Sunday, July 6, 2014

The sun was dusty gold and setting behind the coastal mountains, over exposing the world, when I pull off at the back entrance to Sears Point Raceway to think.  I was on my way back from Davis where I had seen my dog, my Sparky, for the last time.  The sweetest dog I have ever know, unquestioning love on four legs, was in so much pain that he was too vicious to hug, let alone get a muzzle on him.

In a few hours we would get the call that he had a a ruptured disc in his spine and that his spinal cord had degenerated to liquid.  He was in constant pain when he was awake but they had sedated him and he was still asleep.  They told us they could make sure he didn't wake up again, that he never had to be in pain again, but that would mean we would never see him again.

Laurie, Nick and I agreed that we never wanted him to feel pain like that again.  We formed a circle and hugged each other hard.  We cried the kind of tears that only come from real life coming to call, wrapping us in its her arm.  Those arms felt warm as a summer afternoon and cold as a winter night at the same time.

That phone call was in the future when the Passat shut down and I called my friend Blake Tatum.  We  had been discussing the new situation, the fact that no one had heard from my best friend Jeff Canfield.  Jeff lived alone in Oakland, quietly and kind of secretly. He had missed a call to his Mom the previous Thursday and she had told Laurie that she had a bad feeling.

It is not a good thing when a mother has a bad feeling about their only son.

I had been doing a racing magazine of sorts with Blake for about 3 and a half years.  That would end suddenly, without warning, in a few months and as of this writing I still do not know the details.  That too was all in the future as I sat there watching the sun go down.  At that moment, radio off and the only sound being the hiss of radials on the river road as cars oblivious to me and my thought sped past.  At that moment Blake was a good friend, a former cop and he and I shared a dreadful secret.  Blake had told me to send the Oakland Police to Jeff's condo to have a look.  I knew what the were going to find, Blake knew what we they were going to find.  I held out hope that Jeff had been so depressed that he had just gone for a drive, taking his cameras off on the road he loved, going to points unknown like he had done before.  It was a faint hope but it was all I had. Blake told me it would take time for the police to complete the search and that I could call him if I needed to.

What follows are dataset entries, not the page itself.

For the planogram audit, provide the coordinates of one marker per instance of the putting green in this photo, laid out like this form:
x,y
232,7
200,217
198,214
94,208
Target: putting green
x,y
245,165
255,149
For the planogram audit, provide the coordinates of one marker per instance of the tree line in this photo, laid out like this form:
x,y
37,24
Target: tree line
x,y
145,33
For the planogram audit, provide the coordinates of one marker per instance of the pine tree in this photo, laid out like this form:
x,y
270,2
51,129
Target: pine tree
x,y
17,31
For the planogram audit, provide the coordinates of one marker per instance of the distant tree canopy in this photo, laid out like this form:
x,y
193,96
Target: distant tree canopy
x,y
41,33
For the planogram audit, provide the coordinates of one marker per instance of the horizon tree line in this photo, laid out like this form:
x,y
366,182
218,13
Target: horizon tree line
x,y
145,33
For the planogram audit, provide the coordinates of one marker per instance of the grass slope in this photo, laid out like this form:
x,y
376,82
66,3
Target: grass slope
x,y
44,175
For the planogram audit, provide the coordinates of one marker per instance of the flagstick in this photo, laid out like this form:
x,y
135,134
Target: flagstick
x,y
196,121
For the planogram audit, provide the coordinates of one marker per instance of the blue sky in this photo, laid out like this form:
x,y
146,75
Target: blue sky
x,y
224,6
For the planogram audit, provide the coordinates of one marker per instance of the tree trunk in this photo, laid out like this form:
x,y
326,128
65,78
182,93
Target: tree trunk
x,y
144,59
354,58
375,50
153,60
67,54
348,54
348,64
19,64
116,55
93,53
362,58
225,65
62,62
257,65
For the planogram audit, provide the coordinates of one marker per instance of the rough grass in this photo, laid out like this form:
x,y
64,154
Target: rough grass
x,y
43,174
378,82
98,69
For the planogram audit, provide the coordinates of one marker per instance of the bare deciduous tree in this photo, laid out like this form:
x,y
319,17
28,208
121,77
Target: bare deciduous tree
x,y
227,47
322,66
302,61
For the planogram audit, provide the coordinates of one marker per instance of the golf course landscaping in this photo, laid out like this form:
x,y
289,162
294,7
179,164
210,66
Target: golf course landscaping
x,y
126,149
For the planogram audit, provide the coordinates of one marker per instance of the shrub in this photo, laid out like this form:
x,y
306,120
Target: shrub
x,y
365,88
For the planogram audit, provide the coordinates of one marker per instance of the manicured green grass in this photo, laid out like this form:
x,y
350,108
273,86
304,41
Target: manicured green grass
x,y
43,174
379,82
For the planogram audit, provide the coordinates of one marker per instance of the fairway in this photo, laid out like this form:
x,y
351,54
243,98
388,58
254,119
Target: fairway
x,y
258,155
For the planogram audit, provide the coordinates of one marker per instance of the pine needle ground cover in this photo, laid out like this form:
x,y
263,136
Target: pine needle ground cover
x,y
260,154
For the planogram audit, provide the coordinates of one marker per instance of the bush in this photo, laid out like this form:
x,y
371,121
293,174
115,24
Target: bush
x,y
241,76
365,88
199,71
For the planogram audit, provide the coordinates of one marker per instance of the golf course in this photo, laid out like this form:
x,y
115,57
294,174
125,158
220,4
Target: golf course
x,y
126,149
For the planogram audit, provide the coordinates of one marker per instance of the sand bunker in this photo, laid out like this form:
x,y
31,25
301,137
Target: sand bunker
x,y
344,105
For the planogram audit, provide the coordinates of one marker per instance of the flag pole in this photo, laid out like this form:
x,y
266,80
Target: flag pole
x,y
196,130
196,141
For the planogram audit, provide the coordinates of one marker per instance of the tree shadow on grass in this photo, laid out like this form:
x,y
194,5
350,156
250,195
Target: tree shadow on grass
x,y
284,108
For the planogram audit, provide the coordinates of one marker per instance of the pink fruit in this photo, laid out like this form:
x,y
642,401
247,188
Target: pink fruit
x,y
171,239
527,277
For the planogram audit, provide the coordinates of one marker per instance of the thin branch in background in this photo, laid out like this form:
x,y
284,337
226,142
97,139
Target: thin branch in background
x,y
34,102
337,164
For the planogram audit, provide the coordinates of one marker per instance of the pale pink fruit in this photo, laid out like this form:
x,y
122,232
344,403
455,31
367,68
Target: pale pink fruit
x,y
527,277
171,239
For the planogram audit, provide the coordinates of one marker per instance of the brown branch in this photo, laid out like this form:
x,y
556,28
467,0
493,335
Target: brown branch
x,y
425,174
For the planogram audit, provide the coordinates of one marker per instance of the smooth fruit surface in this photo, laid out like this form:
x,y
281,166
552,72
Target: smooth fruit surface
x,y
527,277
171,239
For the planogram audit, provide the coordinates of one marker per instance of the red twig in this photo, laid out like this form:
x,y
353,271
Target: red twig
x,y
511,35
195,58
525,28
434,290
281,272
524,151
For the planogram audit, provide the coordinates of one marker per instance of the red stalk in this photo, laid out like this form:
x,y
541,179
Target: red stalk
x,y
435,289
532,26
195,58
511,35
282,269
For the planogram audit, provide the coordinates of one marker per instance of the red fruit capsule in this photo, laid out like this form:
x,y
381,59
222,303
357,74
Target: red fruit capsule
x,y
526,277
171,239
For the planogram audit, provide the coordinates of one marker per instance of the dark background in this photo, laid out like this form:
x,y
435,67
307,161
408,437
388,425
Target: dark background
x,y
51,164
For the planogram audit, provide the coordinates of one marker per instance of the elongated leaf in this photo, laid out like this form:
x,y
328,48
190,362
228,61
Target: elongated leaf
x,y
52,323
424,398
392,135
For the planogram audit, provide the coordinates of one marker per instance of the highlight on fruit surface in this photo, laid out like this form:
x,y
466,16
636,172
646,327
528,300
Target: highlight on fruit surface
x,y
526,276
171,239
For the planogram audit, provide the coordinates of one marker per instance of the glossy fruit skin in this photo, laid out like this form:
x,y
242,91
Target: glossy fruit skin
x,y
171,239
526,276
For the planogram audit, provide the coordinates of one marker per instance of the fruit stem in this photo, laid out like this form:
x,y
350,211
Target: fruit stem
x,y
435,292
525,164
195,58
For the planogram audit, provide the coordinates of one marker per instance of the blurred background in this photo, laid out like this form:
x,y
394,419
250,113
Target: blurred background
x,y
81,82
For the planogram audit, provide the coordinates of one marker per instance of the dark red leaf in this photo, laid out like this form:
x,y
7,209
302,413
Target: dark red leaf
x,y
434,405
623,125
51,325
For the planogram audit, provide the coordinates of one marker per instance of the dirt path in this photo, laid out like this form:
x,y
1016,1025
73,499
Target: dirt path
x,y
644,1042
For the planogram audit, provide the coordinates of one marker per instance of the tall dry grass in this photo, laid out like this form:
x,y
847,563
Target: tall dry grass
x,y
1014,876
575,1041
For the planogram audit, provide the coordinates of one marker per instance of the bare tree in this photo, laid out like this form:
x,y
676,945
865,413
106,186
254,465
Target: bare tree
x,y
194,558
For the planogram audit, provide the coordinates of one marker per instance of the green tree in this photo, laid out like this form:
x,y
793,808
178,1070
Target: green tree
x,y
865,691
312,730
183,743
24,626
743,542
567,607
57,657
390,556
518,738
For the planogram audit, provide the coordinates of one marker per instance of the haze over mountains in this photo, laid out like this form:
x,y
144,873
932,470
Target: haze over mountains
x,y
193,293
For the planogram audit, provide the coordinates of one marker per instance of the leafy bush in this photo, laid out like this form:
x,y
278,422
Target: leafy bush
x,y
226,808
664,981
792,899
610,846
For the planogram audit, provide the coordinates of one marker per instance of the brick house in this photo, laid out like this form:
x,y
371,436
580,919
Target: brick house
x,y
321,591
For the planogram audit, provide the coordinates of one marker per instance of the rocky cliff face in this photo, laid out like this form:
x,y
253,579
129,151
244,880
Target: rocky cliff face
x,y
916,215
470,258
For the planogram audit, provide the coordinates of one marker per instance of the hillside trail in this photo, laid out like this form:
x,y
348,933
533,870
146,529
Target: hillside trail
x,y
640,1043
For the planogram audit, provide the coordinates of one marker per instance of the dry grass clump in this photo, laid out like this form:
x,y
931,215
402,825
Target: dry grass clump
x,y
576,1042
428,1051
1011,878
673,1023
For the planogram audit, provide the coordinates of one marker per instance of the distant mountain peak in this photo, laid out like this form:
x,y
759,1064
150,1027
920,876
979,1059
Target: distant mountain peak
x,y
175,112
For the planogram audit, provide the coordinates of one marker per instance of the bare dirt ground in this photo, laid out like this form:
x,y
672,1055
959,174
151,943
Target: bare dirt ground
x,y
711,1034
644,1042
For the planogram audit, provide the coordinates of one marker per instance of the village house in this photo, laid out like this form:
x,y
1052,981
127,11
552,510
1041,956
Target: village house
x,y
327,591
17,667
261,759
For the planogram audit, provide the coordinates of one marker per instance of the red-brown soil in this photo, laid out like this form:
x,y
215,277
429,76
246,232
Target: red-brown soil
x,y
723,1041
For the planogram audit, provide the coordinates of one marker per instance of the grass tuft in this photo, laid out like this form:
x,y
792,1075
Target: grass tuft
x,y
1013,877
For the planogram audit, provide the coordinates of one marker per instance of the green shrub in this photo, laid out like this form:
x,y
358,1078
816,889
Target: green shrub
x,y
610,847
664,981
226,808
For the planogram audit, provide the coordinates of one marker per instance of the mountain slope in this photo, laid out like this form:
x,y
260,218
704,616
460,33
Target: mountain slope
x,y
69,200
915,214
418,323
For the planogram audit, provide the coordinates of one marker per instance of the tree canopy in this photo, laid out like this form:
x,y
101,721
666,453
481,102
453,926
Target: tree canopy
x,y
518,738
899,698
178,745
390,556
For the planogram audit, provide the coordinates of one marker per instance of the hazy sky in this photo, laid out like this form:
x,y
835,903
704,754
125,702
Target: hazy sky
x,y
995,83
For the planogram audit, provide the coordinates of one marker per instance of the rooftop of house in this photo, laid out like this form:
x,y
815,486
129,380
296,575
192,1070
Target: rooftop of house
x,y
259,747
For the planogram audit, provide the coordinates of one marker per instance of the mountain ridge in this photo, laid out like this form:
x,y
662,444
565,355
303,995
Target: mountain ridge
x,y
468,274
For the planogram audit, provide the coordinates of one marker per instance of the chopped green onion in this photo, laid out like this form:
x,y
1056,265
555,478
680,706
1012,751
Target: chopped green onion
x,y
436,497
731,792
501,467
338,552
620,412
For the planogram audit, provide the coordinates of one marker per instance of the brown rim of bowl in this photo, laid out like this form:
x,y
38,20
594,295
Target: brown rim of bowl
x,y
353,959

I pestered the Oakland Police switchboard all night.  I sent text messages and I tried to be numb. Other people might say they "tried to be strong" but I knew that was not the path I needed just then. If I made myself strong I would have to feel and I wasn't ready for that.  I needed to be numb, not the numb that comes out of a bottle but the numb that comes from inside.  The numb that comes from not allowing yourself to acknowledge that what was happening was real. When I finally got the report from the police that night they said there was no response to their knock at the door and his car was in its parking space.

They found him the next morning at 9AM, dead in his apartment. I didn't go down to be there when they opened the apartment and I still feel guilty about that.

In two days I had lot my two best friends.  Sparky, who through everything that had gone before was vessel of unrelenting joy and love.  Jeff, my wingman in every sense of the word for most of my life. When they found Jeff I knew that I had to stay numb, I also knew that change wasn't coming, it was here.